Reformation to Correct Mistakes in Florida Trusts: What Does Florida Statute 736.0415 Say?
What is required for proper execution of an Orlando trust? Was your dad’s Orlando trust executed despite an error in drafting? Was a required signature to make a Florida trust valid forgotten? Do you know what remedies the Orlando probate court might have under such circumstances? You may want to look at the court’s powers of reformation. Specifically, you should read Florida Statute 736.0415.

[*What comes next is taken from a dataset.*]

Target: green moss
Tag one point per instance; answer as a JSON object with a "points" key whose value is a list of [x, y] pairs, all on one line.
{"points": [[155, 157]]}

Probate lawyers know that, in some special circumstances, the courts may edit a Florida trust, even though it had been executed and the donor is deceased. This can happen when an error by draftsmen may have made the document stray from the donor’s original intent. Do you know how to prove this intent when the donor has already passed away? When a court feels it is appropriate, it may reform a trust or other document to conform to the true meaning given to it by the donor originally. Have you read Fla. Stat. 736.0415 which may allow reformation? Experienced Palm Beach probate lawyers know how to use courts effectively and bring about reformation, when necessary, to effectuate the intent of a donor. Did you know that if a court denies such ability when cause exists, this may be appealable?
736.0415 Reformation to correct mistakes.—“Upon application of a settlor or any interested person, the court may reform the terms of a trust, even if unambiguous, to conform the terms to the settlor’s intent if it is proved by clear and convincing evidence that both the accomplishment of the settlor’s intent and the terms of the trust were affected by a mistake of fact or law, whether in expression or inducement. In determining the settlor’s original intent, the court may consider evidence relevant to the settlor’s intent even though the evidence contradicts an apparent plain meaning of the trust instrument.”